Abstract Tryptic digestion rates of aspartate transcarbamylase, as well as reaction rates of p-mercuribenzoate with the thiol groups of this enzyme, were determined as a function of aspartate or succinate concentration. The two methods gave identical for a given ligand, indicating that increased digestibility and increased availability of thiol groups both reflect the same ligand-induced conformational transition. The shape of the state function given by aspartate alone was markedly different from that obtained with succinate in the presence of carbamyl phosphate. State functions for aspartate determined by digestibility were compared with saturation functions for aspartate obtained by activity measurements in the presence of carbamyl phosphate. This was done by plotting against each other the substrate concentrations required to reach the same degree of completion of the two functions. The resulting plot was linear throughout its entire course indicating that the shapes of the state and the corresponding saturation functions were identical, i.e. the curves were homologous. Such homology is not compatible with a concerted mechanism for allosteric transitions, but is consistent with a sequential mechanism.
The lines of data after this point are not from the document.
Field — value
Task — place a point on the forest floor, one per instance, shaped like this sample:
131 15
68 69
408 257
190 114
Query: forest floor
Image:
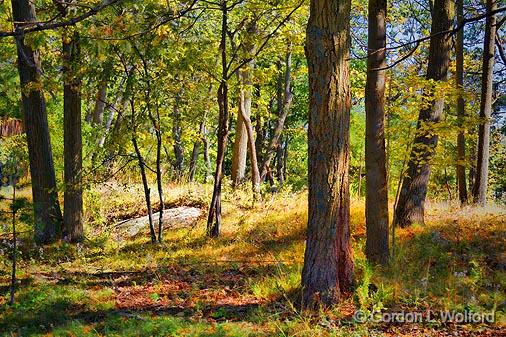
246 282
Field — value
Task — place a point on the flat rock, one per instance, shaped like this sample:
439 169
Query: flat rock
173 218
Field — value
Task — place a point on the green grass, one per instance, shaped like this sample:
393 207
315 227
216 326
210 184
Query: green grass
246 282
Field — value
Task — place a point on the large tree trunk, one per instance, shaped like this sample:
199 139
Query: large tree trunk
73 202
411 203
481 182
461 113
376 200
328 265
214 217
48 218
285 98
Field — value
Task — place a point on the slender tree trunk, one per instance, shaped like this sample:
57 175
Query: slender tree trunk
214 217
195 153
14 245
73 202
280 162
245 105
101 98
328 265
142 167
116 106
48 217
240 149
411 204
481 182
376 199
285 98
176 134
461 112
259 126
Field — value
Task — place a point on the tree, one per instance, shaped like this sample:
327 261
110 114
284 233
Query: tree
375 156
73 195
461 106
328 266
481 181
411 202
285 98
48 218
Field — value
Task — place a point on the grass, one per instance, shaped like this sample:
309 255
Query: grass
245 282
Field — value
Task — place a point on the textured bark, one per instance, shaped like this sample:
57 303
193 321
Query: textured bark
142 167
240 149
195 155
48 217
376 199
101 98
245 105
280 162
10 127
481 181
176 135
214 217
73 195
328 265
259 126
411 204
461 112
285 98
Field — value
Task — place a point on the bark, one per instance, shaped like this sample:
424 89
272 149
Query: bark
280 162
259 127
142 167
461 113
411 204
240 149
73 195
118 105
195 154
245 105
481 181
101 98
214 217
48 217
284 104
328 265
376 199
176 135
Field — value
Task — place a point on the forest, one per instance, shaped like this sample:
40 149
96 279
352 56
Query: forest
252 168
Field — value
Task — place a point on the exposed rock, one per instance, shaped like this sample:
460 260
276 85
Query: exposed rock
173 218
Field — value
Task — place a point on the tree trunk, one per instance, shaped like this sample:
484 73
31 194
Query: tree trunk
142 167
214 217
481 181
73 202
328 265
285 98
461 113
245 111
280 162
411 204
196 151
259 127
101 98
376 199
240 150
48 217
176 134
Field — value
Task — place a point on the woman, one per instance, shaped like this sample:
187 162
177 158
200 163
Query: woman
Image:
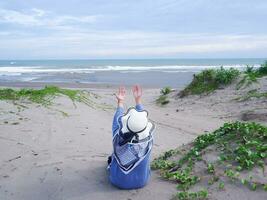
129 166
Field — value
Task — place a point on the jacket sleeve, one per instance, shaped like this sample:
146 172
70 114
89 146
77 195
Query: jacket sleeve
115 124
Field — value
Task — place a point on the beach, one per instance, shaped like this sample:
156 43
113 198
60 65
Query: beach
61 152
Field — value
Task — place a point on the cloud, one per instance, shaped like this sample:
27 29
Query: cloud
108 44
38 17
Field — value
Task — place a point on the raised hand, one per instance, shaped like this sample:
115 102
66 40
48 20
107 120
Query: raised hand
121 95
137 93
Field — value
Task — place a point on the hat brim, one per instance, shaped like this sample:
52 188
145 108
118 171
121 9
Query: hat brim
142 135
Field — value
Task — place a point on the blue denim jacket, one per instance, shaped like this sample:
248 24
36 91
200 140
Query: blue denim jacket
140 175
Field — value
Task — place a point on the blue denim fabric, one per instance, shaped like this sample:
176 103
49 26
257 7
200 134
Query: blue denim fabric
140 175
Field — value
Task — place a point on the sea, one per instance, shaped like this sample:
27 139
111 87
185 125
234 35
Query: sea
148 72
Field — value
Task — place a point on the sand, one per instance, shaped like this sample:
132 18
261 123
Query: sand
48 155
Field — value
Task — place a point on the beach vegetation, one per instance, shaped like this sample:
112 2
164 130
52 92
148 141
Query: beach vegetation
46 95
240 146
163 98
252 94
209 80
165 90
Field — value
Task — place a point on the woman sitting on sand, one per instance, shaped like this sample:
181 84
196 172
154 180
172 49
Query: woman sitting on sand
129 166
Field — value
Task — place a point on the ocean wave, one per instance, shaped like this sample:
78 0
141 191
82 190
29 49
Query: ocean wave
167 68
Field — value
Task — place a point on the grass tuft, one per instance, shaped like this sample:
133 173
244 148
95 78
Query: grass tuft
209 80
240 146
163 98
252 94
46 95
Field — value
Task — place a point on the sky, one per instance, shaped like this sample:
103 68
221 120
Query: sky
91 29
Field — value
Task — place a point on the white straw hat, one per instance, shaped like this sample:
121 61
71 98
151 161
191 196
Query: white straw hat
136 122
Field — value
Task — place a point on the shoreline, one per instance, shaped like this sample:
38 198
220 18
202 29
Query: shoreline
21 84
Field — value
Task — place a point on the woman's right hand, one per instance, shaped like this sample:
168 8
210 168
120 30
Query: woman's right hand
121 95
137 93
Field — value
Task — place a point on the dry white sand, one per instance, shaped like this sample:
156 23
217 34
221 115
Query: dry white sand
46 155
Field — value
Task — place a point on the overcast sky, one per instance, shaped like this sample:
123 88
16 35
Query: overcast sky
38 29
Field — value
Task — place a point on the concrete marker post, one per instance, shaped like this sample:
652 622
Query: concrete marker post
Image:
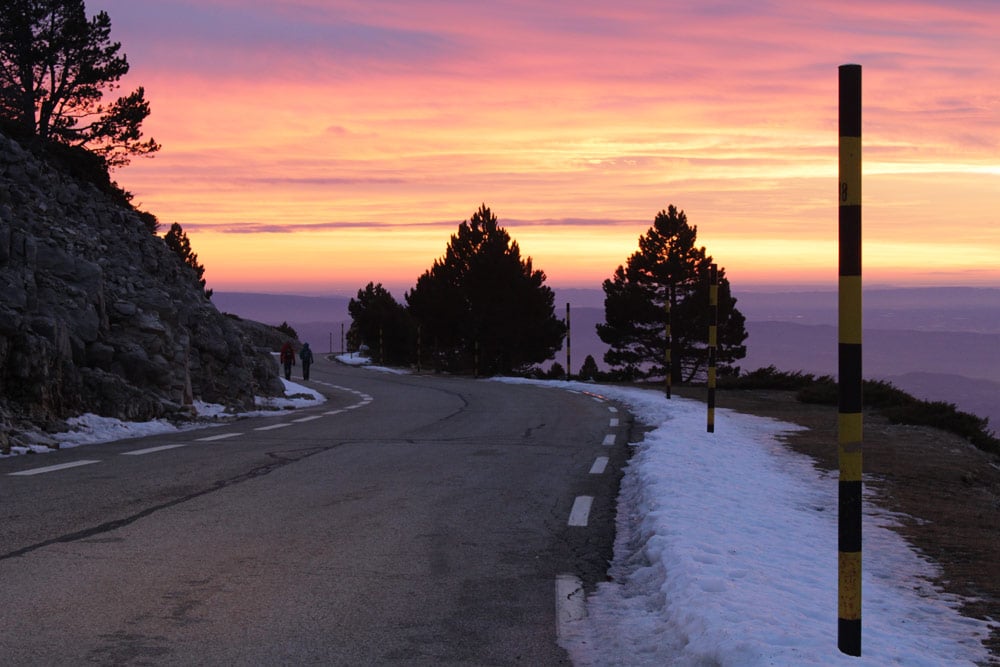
666 353
849 381
568 366
713 339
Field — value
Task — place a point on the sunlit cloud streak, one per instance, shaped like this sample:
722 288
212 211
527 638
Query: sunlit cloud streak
575 122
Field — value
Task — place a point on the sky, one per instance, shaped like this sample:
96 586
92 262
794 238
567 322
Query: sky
312 146
724 553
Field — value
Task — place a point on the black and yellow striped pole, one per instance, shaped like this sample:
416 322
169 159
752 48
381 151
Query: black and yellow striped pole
666 353
849 423
568 365
713 339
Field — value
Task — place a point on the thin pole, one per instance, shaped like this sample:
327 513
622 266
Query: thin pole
849 428
666 359
568 366
713 339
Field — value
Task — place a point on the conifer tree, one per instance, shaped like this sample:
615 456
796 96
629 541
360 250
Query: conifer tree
382 324
669 269
482 306
56 66
178 241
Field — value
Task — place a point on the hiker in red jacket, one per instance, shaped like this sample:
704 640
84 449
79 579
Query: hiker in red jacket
287 358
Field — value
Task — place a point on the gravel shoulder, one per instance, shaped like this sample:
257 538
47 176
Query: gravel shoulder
947 490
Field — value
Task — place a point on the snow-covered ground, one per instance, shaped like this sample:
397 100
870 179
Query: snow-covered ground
88 429
727 555
726 551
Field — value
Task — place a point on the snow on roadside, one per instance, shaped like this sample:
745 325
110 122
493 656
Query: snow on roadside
89 429
726 554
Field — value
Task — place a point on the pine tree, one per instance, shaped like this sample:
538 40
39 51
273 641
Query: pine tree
482 306
589 369
669 269
178 241
56 66
383 325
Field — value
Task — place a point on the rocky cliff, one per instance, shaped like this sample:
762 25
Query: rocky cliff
98 315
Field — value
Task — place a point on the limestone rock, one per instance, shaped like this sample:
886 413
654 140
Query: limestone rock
98 315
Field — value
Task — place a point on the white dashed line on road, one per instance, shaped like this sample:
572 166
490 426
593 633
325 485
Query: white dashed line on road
151 450
580 513
212 438
272 427
61 466
302 420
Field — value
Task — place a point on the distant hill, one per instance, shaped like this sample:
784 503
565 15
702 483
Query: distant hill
936 343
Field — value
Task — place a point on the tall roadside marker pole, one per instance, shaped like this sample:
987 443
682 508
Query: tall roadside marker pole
666 354
568 366
713 339
849 422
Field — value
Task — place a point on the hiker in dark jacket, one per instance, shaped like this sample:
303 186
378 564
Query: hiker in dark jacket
305 354
287 358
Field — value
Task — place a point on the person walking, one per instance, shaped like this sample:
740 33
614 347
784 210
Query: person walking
305 354
287 358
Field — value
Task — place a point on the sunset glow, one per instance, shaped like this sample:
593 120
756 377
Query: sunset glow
312 146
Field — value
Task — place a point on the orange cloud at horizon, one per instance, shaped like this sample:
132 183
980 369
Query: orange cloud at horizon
317 146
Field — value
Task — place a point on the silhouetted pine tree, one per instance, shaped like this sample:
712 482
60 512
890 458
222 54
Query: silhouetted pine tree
482 306
668 268
383 325
178 241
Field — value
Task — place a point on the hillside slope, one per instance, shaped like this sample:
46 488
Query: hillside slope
98 315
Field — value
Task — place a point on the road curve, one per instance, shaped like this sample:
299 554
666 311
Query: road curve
410 519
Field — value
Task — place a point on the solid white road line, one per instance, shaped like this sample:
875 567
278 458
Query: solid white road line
571 602
580 514
61 466
271 427
150 450
599 465
219 437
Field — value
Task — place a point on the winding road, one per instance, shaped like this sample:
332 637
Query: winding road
410 519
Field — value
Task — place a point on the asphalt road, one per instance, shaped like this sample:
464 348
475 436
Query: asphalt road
411 519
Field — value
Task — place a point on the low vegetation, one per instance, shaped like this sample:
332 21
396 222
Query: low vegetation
887 400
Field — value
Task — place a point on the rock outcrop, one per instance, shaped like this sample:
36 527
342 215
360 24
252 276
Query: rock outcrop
98 315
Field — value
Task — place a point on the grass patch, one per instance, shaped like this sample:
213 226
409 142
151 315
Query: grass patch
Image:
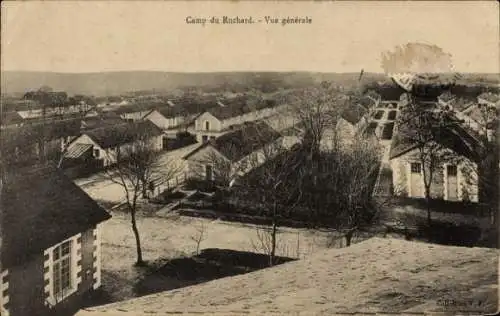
388 131
392 115
378 115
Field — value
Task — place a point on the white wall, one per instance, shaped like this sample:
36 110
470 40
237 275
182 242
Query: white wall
76 268
467 179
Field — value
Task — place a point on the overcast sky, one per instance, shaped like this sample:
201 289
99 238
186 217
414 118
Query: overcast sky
343 36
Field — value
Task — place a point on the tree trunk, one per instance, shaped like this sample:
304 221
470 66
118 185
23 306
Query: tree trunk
348 237
273 237
139 261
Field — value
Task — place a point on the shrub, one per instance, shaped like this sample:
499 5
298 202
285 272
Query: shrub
200 185
378 115
387 131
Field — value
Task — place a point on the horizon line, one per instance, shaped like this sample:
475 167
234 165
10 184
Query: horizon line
230 71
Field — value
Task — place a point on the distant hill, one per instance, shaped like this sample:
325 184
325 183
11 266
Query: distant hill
116 83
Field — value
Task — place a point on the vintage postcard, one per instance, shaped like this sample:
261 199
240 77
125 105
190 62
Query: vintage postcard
249 157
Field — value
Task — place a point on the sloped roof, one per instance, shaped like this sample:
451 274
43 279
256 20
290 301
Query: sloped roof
354 113
455 138
42 207
9 118
462 104
239 106
241 142
115 135
486 117
490 97
100 121
77 150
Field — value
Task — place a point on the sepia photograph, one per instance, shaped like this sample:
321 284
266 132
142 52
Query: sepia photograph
249 158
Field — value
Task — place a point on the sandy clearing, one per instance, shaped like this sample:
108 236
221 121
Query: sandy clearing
168 238
101 188
377 275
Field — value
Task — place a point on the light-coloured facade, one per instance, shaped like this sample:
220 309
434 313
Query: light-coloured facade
452 180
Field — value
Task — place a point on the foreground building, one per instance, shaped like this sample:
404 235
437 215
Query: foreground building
103 144
321 284
50 251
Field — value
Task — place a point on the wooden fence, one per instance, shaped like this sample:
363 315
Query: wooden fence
173 183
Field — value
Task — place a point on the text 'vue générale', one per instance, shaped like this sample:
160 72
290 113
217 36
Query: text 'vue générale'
289 20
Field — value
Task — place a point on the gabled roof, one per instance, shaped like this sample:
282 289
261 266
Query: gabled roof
41 207
320 284
77 151
490 97
241 142
354 113
116 135
9 118
455 138
486 117
89 123
461 104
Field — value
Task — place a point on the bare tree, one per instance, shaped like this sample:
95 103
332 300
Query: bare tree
425 127
137 164
273 180
200 235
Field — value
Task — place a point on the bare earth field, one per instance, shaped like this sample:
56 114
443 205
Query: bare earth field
168 238
377 275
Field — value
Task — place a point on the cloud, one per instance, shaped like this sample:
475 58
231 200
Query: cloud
416 58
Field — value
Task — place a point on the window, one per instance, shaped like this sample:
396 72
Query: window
416 167
451 170
209 173
62 273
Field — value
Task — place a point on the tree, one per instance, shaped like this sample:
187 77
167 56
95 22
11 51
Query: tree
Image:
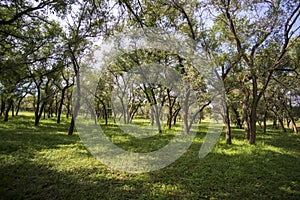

In fact, calculations using a wide range of assumptions for the concerted mechanism showed that this model cannot generate homologous state and saturation functions, and therefore cannot account for the behavior observed when aspartate was used as the ligand. In contrast to the apparent sequential behavior with aspartate, the data obtained by Gerhart and Schachman (Biochemistry, 7, 538 (1968)) using succinate (in the presence of carbamyl phosphate) were compatible with a concerted mechanism. It seems therefore that whether aspartate transcarbamylase will follow one, or the other, of these mechanisms depends on the ligand which occupies the catalytic site. The conformational effect of the allosteric activator, ATP was also investigated, and is discussed in relation to allosteric models.